A severity score of 8.3 was given to it, and it was claimed to impact all Container Toolkit versions up to and including 1.17.3 and every iteration up to and including 24.9.1 one GPU operator.
“NVIDIA Container Toolkit for Linux contains a Time-of-Check Time-of-Use (TOCTOU) vulnerability when used with default configuration, where a crafted container image could gain access to the host file system. A successful exploit of this vulnerability might lead to code execution, denial of service, escalation of privileges, information disclosure, and data tampering,” the company said recently in an advisory.
Patch Bypass
The bugs were fixed in versions 1.17.4 and 24.9.2 respectively.
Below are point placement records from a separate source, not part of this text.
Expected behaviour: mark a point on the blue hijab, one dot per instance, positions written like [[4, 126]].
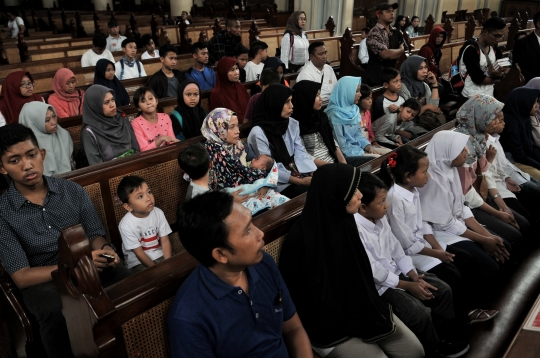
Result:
[[341, 108]]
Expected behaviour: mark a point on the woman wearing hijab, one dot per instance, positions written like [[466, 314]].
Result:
[[17, 90], [105, 76], [229, 92], [517, 138], [276, 134], [220, 128], [66, 99], [294, 43], [328, 273], [344, 115], [106, 133], [478, 115], [443, 206], [317, 134], [188, 116], [41, 119]]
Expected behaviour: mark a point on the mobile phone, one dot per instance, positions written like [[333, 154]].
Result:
[[110, 258]]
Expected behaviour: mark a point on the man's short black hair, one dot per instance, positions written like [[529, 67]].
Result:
[[127, 185], [270, 76], [256, 47], [194, 160], [12, 134], [201, 224], [494, 23], [369, 186], [165, 49], [128, 41], [197, 46], [313, 46], [388, 74], [99, 41]]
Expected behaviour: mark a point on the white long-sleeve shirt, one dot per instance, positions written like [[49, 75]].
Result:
[[387, 258]]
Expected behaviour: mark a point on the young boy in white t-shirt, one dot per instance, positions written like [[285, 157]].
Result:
[[144, 229]]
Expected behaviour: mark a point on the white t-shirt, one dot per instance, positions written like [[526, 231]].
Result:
[[90, 58], [14, 26], [253, 71], [146, 56], [143, 232]]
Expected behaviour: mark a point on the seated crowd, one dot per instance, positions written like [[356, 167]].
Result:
[[394, 264]]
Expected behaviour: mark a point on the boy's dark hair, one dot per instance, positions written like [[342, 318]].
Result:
[[128, 41], [12, 134], [388, 74], [494, 23], [269, 76], [370, 185], [413, 104], [127, 185], [313, 46], [406, 162], [165, 49], [201, 224], [140, 93], [240, 49], [99, 41], [145, 39], [194, 160], [256, 46], [365, 91], [197, 46]]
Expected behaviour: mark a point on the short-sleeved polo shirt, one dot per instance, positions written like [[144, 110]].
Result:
[[210, 318], [29, 232]]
Furthermore, it should be noted that the defect is limited to Linux and has no effect on use cases involving CDI. Cloud security firm Wiz, which shared additional technical specifics of the flaw, said it’s a bypass for another vulnerability that was addressed by NVIDIA in September 2024.
It appears that the previous bug, which is tracked as CVE-2024-0132, has a 9.0 severity score, meaning that it is critical because it could give malicious actors free access to almost anything by enabling them to mount the host’s root file system into a container. Furthermore, full host compromise and the launch of privileged containers are possible with this access.
“Wiz researchers security researchers Shir Tamari, Ronen Shustin, and Andres Riancho said their source code analysis of the container toolkit found that the file paths used during mount operations could be manipulated using a symbolic link such that it makes it possible to mount from outside the container (i.e., the root directory) into a path within /usr/lib64,” reported The Hacker News.
While the container escape affords read-only access to the host file system, this limitation can be negated by interacting with the Unix sockets to spawn new privileged containers and gain unrestricted access to the file system.
“This elevated level of access also allowed us to monitor network traffic, debug active processes, and perform a range of other host-level operations,” the researchers said.
Nvidia claims that the problem was resolved in September 2024 and that users should apply the patches that were made available to fix it. It also cautions users against turning off the “–no-cntlibs” flag in production environments.
Meanwhile, the high-end RTX 50 series launch from Nvidia has been rescheduled for March 2025, according to sources in the notebook supply chain. This delay also affects the mid-range and entry-level models, as their March release date has been rescheduled to April.